Project Reference Relationship Related To Start End Student Name
EP/P510452/1 01/10/2016 30/09/2021
1839251 Studentship EP/P510452/1 01/01/2017 31/12/2020 Jacob Nicholas Spencer
 
Description The use of electron paramagnetic resonance (EPR) spectroscopy, as a tool in the understanding of functional materials, has been clearly demonstrated throughout a wide range of industrially relevant technologies in collaboration with Johnson Matthey. These projects are summarised below:

- Resins for the selective extraction of metals from aqueous media related to water process technologies;
EPR was useful in understanding how metals, such as copper dissolved in solution, interact and bind with the resins. The outcomes of the project are useful in the modelling of uptake processes, and development of future materials with greater efficiency.

- Preparation of luminescent materials for algae growth;
Luminescent materials emit light at a specific wavelength dependent on their structure. The particular material in question emits light in the red wavelength range which is essential for the growth of algae. Here, EPR was used to assist in understanding process control technologies and how they affect its light emission. This provides an insight into the design and manufacture of these materials.

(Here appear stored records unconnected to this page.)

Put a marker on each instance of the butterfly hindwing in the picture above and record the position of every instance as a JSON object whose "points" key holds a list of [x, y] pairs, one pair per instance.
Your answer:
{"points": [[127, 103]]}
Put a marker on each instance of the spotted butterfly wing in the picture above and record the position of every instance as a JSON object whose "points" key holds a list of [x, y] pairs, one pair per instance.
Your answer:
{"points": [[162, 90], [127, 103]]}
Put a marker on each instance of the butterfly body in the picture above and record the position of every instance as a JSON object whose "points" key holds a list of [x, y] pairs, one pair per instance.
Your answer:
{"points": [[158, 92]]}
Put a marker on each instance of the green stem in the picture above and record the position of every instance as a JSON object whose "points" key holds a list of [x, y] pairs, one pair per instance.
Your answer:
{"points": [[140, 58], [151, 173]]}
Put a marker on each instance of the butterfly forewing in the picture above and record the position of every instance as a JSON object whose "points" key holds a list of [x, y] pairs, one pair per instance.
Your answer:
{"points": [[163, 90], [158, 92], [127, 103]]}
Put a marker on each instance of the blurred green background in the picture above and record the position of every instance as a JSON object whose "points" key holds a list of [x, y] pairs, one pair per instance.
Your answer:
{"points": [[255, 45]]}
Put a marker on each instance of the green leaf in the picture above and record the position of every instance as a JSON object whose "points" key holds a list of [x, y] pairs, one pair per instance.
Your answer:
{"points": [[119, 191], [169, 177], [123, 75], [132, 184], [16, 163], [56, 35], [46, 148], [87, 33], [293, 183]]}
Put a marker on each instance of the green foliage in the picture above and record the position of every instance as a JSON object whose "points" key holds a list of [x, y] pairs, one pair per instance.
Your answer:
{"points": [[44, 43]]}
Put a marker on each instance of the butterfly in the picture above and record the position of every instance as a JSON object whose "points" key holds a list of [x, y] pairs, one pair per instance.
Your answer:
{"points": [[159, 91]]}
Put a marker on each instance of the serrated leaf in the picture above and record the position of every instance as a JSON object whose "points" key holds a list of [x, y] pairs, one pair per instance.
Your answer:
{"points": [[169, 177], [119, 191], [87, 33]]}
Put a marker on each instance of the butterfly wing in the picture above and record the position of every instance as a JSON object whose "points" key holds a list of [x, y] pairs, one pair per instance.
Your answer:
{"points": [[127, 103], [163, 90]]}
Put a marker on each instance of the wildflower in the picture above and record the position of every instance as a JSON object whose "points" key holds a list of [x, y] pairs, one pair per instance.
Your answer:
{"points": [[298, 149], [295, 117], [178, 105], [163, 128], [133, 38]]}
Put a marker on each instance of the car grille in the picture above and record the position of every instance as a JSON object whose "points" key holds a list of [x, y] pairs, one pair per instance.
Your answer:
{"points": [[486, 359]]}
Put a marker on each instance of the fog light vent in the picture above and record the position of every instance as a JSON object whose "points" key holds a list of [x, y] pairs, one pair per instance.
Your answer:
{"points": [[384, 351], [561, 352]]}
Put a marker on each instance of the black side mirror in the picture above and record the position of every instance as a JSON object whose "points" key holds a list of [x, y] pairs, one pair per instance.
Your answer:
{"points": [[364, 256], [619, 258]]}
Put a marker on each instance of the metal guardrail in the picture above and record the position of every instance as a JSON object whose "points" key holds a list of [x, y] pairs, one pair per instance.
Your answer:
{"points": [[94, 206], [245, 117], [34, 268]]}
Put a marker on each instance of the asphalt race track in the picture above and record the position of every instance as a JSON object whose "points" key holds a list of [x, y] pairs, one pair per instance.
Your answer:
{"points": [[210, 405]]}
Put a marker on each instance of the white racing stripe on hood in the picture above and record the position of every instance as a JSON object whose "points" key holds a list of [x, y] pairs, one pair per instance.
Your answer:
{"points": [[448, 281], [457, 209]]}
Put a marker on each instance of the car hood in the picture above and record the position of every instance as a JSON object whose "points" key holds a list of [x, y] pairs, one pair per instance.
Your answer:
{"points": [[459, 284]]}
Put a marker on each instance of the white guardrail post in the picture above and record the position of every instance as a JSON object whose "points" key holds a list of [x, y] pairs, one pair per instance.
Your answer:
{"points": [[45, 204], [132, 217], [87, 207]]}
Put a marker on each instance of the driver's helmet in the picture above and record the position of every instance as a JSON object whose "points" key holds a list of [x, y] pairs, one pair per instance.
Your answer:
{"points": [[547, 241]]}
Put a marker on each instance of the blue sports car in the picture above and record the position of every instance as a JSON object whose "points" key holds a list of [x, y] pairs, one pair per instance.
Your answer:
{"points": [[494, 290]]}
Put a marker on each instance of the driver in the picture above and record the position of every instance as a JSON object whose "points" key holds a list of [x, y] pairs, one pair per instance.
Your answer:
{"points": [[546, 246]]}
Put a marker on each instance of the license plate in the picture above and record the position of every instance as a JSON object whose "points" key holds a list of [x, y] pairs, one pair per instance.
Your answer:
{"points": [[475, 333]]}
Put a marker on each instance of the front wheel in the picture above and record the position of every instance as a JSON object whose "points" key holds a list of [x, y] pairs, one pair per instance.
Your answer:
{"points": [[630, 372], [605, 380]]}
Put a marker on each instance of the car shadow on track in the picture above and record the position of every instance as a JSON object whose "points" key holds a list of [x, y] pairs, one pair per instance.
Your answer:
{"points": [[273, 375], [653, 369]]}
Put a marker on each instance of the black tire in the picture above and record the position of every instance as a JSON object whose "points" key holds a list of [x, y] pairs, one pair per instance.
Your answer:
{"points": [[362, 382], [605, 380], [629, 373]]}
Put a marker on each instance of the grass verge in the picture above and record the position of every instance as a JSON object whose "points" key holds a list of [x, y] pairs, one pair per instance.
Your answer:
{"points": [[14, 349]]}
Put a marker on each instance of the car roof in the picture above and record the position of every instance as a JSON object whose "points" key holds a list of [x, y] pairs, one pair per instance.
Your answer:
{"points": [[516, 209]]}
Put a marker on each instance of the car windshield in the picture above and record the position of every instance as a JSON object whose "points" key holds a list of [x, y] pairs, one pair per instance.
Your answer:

- Conductive glasses of interest for next-generation solid state Li-ion batteries;
Glasses have a wide range of applications, but more recently they have been of interest as components for solid state batteries. These technologies are more stable, and do not require the use of hazardous liquids in order to function. EPR was used to understand how different constituents of the glass affect the conductive properties related to its function.

- Electrode materials for current generation Li-ion batteries including fast charging applications.
Li-ion batteries are a critical technology for many aspects of modern day life, and there is constant demand to develop new materials that are smaller, lighter and provide more power. However, the nature of how the materials work, and also how they degrade are not completely understood. EPR has been used to assist in understanding several processes related to this.

The project currently focuses on the development of a novel electrochemical cell suitable for EPR measurements of Li-ion battery electrode materials upon charging and discharging. This will provide insights into how these materials operate, as well as degradation processes that reduce performance. These insights are critical in the development of better performing materials, which surpass current technologies and enable development in the energy storage sector.
Exploitation Route The outcomes of this research award so far aids in the understanding of functional materials and will generally aid in the modelling and design of better performing materials. This work will be useful for industrial researchers in various sectors, as well as academic researchers who are working towards the fundamental understanding of processes underlying function, or the preparation of materials.
Sectors Chemicals,Electronics,Energy,Environment,Manufacturing, including Industrial Biotechology

 
Description Johnson Matthey Annual Conference 
Form Of Engagement Activity Participation in an activity, workshop or similar
Part Of Official Scheme? No
Geographic Reach National
Primary Audience Industry/Business
Results and Impact A number of presentations, including poster and oral presentations have been contributed to the annual conference of industrial and academic audiences. This provided a platform to share research findings, enable discussion and development of the aims and direction of the project.
Year(s) Of Engagement Activity 2017,2018,2019,2020